Description
About PulsePoint:
PulsePoint is a fast-growing healthcare technology company (with adtech roots) using real-time data to transform healthcare. We help brands and agencies interpret the hard-to-read signals across the health journey and unify these digital determinants of health with real-world data to produce the most dimensional view of the customer. Our award-winning advertising platforms use machine learning and programmatic automation to seamlessly activate this data, making marketing, predictive analytics, and decision support easy and instantaneous.
Description
Our Data & Analytics team is at the very heart of what makes PulsePoint an innovative, fast-paced and market changing company.
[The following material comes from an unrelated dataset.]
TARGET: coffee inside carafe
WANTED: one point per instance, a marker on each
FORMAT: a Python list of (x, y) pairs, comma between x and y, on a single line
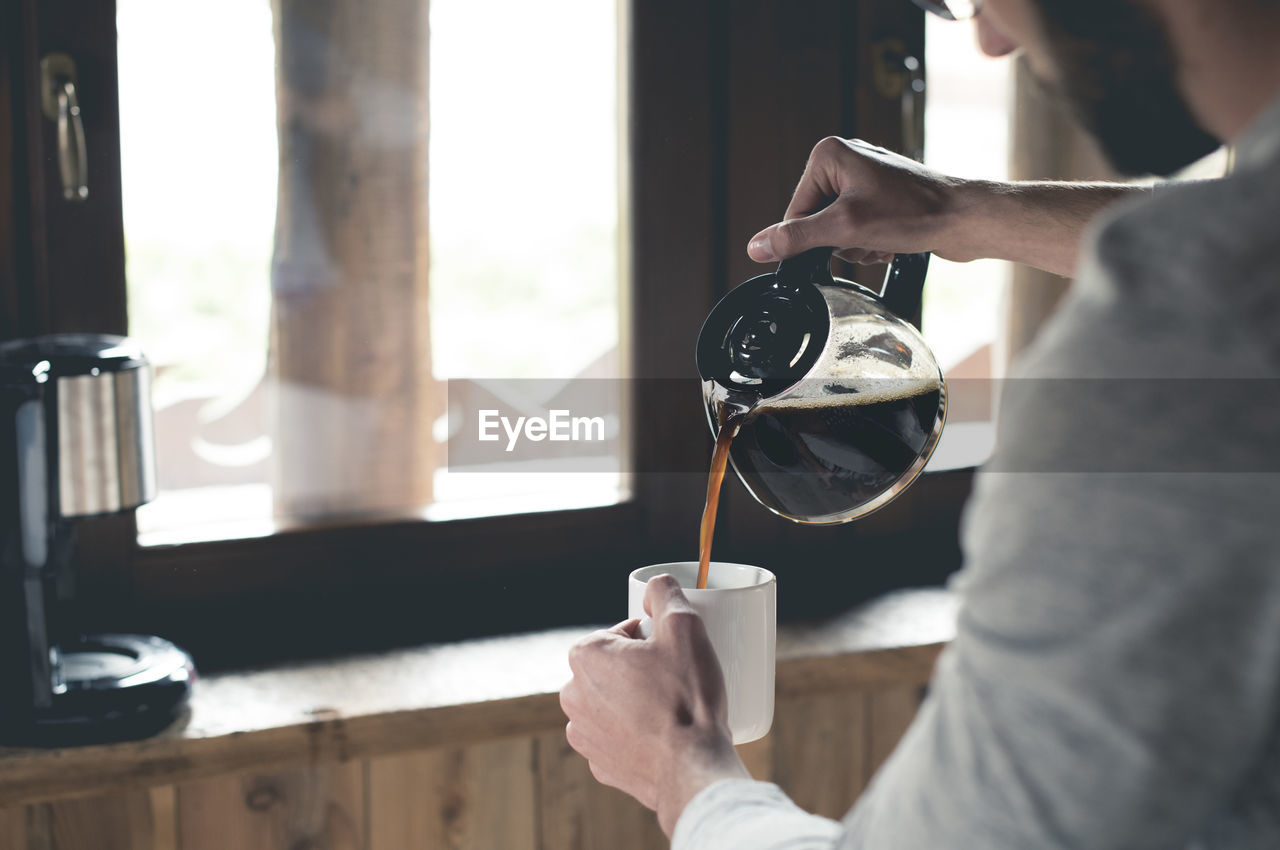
[(837, 402)]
Our path forward is through data and this team is in the driver seat for the journey.
The Big Picture:
You will build, deliver & continually innovate on PulsePoint's insightful data-driven solutions. Your efforts help alleviate friction points and streamline processes that enable internal teams to provide exceptional service, powering the decisions of our customers.
As a Data Engineer, ML/Data Science, you will use your data science and stats expertise to contribute to R&D projects for DTC, new Data Products, and Bespoke Segments expansion. You can work fully remotely in India, and we will provide you with a company-issued laptop. This is a FTE role.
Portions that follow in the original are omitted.